Hi folks! This is my first post here and I hope to contribute to this site when I can. I don’t do commercial work I ranch but don’t hold that against me. I’m pro Husqvarna going back to the 80’s and most of my small equipment is pre-emission, before 1996. I take very good care of it and it has rarely let me down. The Husky 235R clearing or brush saw is my most used equipment. I would estimate I have cleared well over 200 acres of Central Texas brush and trees with it. The 235R recent started acting up and it appears several hundred dollars of repairs will be required to get it operational, probably needs bevel gears, bearing, and maybe a clutch. The engine runs as strong as ever. I think the thing would run on just about anything combustible, of course ethanol eats up the fuel line and they are replaced about once a year and I don't fuss about treating the fuel. Can’t say that about the few pieces of new equipment I have! So after much research I decided to go with a new Echo SRM-410 U. Mostly due to the 5 year warranty and locale service. It’s been made a long time but heard they are not going to make it much longer so if you want one better get it now. After using it for just a few minute I know I have to make some mods to it.
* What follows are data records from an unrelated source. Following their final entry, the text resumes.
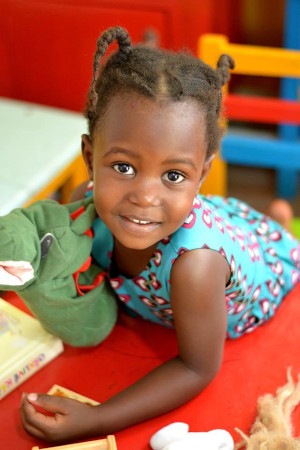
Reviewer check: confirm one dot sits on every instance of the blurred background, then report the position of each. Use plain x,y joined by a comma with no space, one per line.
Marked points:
47,46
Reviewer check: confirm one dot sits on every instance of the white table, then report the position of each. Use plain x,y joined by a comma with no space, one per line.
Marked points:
37,144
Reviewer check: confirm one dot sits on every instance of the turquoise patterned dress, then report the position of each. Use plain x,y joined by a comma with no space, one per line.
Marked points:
264,260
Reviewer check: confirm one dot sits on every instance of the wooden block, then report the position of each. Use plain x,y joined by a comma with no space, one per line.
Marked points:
101,444
60,391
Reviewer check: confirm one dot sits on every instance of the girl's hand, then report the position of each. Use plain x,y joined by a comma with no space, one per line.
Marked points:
63,418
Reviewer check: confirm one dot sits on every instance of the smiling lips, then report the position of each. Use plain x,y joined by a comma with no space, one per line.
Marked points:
142,223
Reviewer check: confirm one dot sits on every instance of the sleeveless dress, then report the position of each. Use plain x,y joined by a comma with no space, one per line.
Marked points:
264,261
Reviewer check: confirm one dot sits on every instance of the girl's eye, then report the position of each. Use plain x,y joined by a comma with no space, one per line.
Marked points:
124,168
173,177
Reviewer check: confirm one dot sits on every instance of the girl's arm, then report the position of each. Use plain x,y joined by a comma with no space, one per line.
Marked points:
198,300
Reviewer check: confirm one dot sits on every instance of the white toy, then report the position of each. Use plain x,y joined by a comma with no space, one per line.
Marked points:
176,436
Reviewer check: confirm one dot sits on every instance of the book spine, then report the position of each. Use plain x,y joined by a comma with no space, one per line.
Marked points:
30,365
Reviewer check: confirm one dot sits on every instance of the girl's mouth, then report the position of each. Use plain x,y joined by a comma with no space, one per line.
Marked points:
135,225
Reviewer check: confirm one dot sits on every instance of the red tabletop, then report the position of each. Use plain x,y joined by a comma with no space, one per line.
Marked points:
253,365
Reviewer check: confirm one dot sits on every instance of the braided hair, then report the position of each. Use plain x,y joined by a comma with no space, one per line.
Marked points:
157,74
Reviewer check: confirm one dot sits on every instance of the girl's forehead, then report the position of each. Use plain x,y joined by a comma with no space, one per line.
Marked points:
132,102
144,124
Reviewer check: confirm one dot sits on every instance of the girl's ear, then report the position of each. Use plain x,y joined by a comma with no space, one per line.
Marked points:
206,169
87,153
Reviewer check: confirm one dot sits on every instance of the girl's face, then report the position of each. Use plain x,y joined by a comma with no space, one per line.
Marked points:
147,161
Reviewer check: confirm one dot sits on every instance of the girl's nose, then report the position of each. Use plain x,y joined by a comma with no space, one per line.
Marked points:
146,193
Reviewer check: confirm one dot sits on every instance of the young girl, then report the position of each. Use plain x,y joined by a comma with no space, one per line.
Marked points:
211,267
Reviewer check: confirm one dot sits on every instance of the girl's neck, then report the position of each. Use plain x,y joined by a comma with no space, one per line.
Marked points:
130,262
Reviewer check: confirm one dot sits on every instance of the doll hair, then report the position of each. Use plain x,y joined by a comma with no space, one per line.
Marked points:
157,74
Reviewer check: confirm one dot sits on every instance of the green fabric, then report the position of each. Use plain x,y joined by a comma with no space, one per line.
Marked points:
79,320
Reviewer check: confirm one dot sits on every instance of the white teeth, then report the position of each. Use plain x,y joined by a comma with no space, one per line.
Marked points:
141,222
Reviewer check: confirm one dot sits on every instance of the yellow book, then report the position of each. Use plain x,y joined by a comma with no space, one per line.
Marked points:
25,347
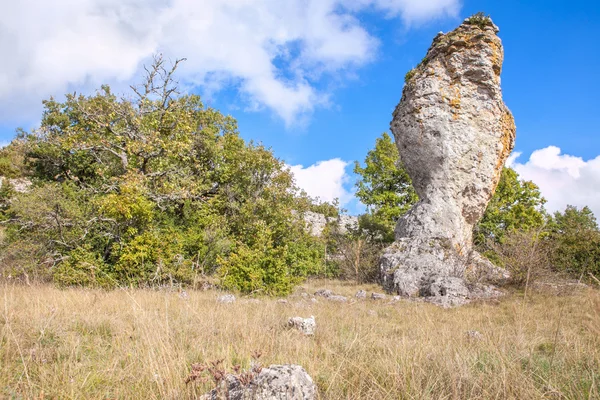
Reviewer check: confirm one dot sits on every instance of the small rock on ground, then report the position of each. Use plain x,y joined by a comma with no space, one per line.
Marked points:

The included harness goes in the trash. The handle bars don’t allow the swing I had with Husky, handles hit my body when I swing left and all the adjustments I tried throw the balance off so I must do something to the existing ones or fab new ones. Several little thing aggravate me on the Echo too. When I was younger it probably wouldn’t have bothered me but those days or behind me now. So my question is what kind of tricks, mods, and/or customizing have ya’ll done to make a brush saw as comfortable as possible? Thanks!

PS – After talking with the Husky Rep the Husky 235R will get the parts. Nothing can match its longevity and performance today except for some well-kept pre 96 equipment.


----------



## 1Alpha1 (May 8, 2017)

I have a Stihl FS-250R. It came with a harness, which I've never used. I bought a couple of specialty blades for it than can be used on saplings, extremely heavy brush and the like.

I haven't modded it in any way, except to lengthen the muffler exhaust nozzle, so that more of the exhaust is directed away from the engine. I don't know of any tricks for string trimmers / brush cutters.

I'm much more interested in longevity. That means using only canned fuel (40:1) and maintaining it the best I can. It gets cleaned after each and every use. Fuel gets dumped back into the fuel can and I then start it back up and let it idle until it dies.


----------



## LegDeLimber (May 10, 2017)

I'm assuming that you may still be working in a large area(Ranch).
I'm thinking that might be hard to keep an eye on for brush fires sneaking out.
So Don't forget to keep some sort of spark arrestor on the exhaust.

If you haven't already found it, Look in the chainsaw section for some
muffler mod threads.
There should be some ideas for finding an appropriate screen and fabricating a larger spark arrestor, if needed.


----------



## sawfun (May 10, 2017)

I had read in a thread a few years back that Mastermind looked at porting someone's fs250 and decided the clutch would probably not hold the added power. Lots may be gained with the engine, however the rest of the machine has to be built to deal with that as well.


----------